Significance threshold.

mc_stop

Confidence level (percent) for STOP early stopping.

mc_stopup

Confidence level (percent) for STOPUP.

mc_adjust

Legacy parameter; unused.

mc_seed

RNG seed.

chance_model

"class" (1/2) or "attribute" (1/k_attr) baseline.

eval_order

Controls whether Monte Carlo testing is run before LOO validation or whether eligible ordered-cut LOO stability is checked before Monte Carlo. The default "mc_then_loo" preserves standalone UniODA behaviour. CTA tree building uses "loo_then_mc" internally to reject LOO-unstable ordered-cut candidates before spending MC iterations.

mindenom

Minimum raw observation count required in each child node for a candidate cut to be evaluated.
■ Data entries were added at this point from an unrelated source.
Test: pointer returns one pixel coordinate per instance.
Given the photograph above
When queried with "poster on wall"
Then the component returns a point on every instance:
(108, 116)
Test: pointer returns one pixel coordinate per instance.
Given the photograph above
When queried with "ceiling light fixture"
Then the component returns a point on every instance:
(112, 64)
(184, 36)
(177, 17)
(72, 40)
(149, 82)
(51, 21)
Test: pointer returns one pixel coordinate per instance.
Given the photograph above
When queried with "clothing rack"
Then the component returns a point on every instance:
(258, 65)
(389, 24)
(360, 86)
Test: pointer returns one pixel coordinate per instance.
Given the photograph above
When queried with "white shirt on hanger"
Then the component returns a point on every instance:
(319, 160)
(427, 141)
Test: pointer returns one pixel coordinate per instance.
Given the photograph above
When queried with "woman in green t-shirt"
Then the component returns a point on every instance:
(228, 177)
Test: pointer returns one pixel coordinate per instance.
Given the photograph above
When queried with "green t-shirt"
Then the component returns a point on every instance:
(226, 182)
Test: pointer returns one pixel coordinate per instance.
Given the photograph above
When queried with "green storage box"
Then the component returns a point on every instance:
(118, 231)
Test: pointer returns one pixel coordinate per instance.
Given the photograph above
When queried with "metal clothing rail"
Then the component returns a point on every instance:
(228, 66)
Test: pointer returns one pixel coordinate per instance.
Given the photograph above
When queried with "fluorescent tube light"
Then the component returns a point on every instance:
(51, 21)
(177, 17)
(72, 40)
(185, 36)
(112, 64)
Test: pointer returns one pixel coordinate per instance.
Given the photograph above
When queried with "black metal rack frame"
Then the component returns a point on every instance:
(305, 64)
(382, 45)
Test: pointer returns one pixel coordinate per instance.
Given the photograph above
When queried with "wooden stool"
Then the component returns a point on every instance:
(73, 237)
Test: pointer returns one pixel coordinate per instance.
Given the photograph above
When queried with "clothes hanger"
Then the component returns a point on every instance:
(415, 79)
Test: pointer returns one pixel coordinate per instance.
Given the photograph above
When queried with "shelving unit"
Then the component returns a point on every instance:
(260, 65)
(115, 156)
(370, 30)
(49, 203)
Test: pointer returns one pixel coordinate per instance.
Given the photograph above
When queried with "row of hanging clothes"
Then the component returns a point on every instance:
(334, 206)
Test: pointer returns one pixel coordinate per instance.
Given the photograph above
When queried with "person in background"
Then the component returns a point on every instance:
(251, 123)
Default 1 (no enforcement).

direction

Directional hypothesis (MPE Chapter 2 scope): "both" (default) or its synonym "off", "greater" (high x predicts class 1; Chapter 2 DIRECTION < 0 1), or "less" (low x predicts class 1; Chapter 2 DIRECTION > 0 1). Ordered and binary attributes only. When direction_map is supplied, categorical DIRECTIONAL is also supported via a fixed mapping; passing direction in "greater"/"less" with a categorical attribute and no direction_map returns ok = FALSE.

direction_map

Named integer vector for categorical fixed-partition DIRECTIONAL (MPE Chapter 4). Names are attribute levels (character); values are 0/1 coded class labels. All attribute levels must be covered. When supplied for a categorical attribute, the specified partition is evaluated without searching alternatives; LOO predictions are trivially stable. Default NULL.

Value

Named list. Key fields: ok, rule, confusion (list with integer counts TP, TN, FP, FN and rate fields sensitivity, specificity as proportions in [0,1]), ess, pac, p_mc, loo, n_eff.